Als erste Rednerin am Wort war Inge Rauscher, die Sprecherin der „überparteilichen Plattform für einen Austritt aus der EU“ und Gründerin der „Initiative für Heimat und Umwelt“. Sie setzt sich seit 20 Jahren für ein freies Österreich außerhalb der EU ein und legte dar, warum die EU aufgrund ihres Großmachtdenkens von Anfang an eine Fehlkonstruktion war. Sie kündigte an, dass das unter dubiosen Gründen vom Innenministerium gestoppte EU-Austrittsvolksbegehren – es hätte mit fast 10.000 Unterschriften heuer als Volksbegehren zugelassen werden müssen – im Jänner 2013 erneut in Angriff genommen wird.

ESM = Europäisches Schulden-Monster
Eike Hamer, Vorstand am Mittelstandsinstitut Niedersachsen und bekannter Buchautor („Der Welt-Geldbetrug“), war extra für die Veranstaltung aus Hannover angereist. Er machte klar, warum der so genannte „Euro-Rettungsschirm“ ESM in Wahrheit ein „Europäisches Schulden-Monster“ ist. Helmut Schramm von der „Initiative für mehr direkte Demokratie“ erinnerte daran, dass wir als neutraler Staat keine Kriege im Ausland an der Seite der NATO führen dürfen.
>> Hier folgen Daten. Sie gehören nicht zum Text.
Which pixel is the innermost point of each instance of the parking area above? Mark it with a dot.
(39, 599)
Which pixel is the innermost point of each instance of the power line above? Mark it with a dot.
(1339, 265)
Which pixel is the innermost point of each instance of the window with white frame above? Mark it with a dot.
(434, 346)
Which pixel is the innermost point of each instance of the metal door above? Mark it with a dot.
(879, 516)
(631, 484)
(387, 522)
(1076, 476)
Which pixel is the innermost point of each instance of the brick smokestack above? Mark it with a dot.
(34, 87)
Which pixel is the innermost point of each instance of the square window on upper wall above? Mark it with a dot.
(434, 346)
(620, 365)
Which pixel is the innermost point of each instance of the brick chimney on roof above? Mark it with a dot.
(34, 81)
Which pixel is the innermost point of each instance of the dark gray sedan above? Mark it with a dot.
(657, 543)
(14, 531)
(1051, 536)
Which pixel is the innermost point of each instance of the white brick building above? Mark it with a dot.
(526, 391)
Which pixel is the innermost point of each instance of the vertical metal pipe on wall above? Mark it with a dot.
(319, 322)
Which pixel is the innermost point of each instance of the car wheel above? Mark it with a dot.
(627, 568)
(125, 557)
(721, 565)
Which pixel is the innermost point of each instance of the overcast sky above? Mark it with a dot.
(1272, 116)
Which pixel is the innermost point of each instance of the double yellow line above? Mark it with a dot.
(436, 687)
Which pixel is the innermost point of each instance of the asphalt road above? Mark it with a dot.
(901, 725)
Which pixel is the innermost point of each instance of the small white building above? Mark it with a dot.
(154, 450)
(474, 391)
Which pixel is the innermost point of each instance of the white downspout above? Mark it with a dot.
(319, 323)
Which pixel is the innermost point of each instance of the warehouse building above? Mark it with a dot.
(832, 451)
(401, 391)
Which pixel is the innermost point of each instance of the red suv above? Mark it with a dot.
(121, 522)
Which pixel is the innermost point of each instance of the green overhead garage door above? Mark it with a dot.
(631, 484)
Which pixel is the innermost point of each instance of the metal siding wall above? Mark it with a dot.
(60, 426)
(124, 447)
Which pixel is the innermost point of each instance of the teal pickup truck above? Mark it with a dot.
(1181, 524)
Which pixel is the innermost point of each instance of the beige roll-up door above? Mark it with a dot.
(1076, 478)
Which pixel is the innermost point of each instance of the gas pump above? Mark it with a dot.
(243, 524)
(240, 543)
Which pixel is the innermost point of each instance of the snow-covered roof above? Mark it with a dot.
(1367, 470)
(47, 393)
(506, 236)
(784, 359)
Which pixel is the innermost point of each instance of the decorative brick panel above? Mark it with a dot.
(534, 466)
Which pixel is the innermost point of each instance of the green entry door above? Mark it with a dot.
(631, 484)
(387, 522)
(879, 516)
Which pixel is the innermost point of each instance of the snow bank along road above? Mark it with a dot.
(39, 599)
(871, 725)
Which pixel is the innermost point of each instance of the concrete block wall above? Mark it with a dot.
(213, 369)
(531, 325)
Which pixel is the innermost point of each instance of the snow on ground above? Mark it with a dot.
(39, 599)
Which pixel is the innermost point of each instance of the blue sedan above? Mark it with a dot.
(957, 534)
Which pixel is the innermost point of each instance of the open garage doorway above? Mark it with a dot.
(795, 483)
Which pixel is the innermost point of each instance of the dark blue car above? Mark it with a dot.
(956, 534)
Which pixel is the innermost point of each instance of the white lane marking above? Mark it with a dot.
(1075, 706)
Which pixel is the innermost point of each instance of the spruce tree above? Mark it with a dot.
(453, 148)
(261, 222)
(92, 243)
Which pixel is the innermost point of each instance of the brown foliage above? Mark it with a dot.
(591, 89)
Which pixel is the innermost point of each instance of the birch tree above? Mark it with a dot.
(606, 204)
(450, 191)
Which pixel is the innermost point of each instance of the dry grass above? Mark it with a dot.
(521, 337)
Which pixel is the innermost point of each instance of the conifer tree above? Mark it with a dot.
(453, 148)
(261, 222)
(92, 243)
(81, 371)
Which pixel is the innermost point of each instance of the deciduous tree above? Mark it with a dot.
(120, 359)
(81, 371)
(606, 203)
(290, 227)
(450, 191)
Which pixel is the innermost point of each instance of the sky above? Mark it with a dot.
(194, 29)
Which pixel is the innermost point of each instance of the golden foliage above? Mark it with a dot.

Nein, Österreichs Platz ist im Gegenteil der eines Friedensbringers für die Welt – eben als neutraler Staat außerhalb der EU.

Die Wiener Rechtsanwältin Eva-Maria Barki schilderte die wahren Verhältnisse in Ungarn, die von den Medien hierzulande meist verzerrt wiedergegeben werden. Hunderttausende hatten im Jänner für die Regierung und gegen die EU sowie gegen den Internationalen Währungsfonds IWF demonstriert – es waren hier weit mehr Menschen auf der Straße als kurz zuvor gegen die Regierung. Es sei kein Zufall, dass die freiheitsliebenden Ungarn auch diesmal gegen Unrecht von außen aufbegehren: schließlich seien sie schon 1956 die ersten gewesen, die gegen die Kommunisten aufstanden und es war auch Ungarn, wo 1989 das Ende des Eisernen Vorhangs in Osteuropa eingeleitet wurde.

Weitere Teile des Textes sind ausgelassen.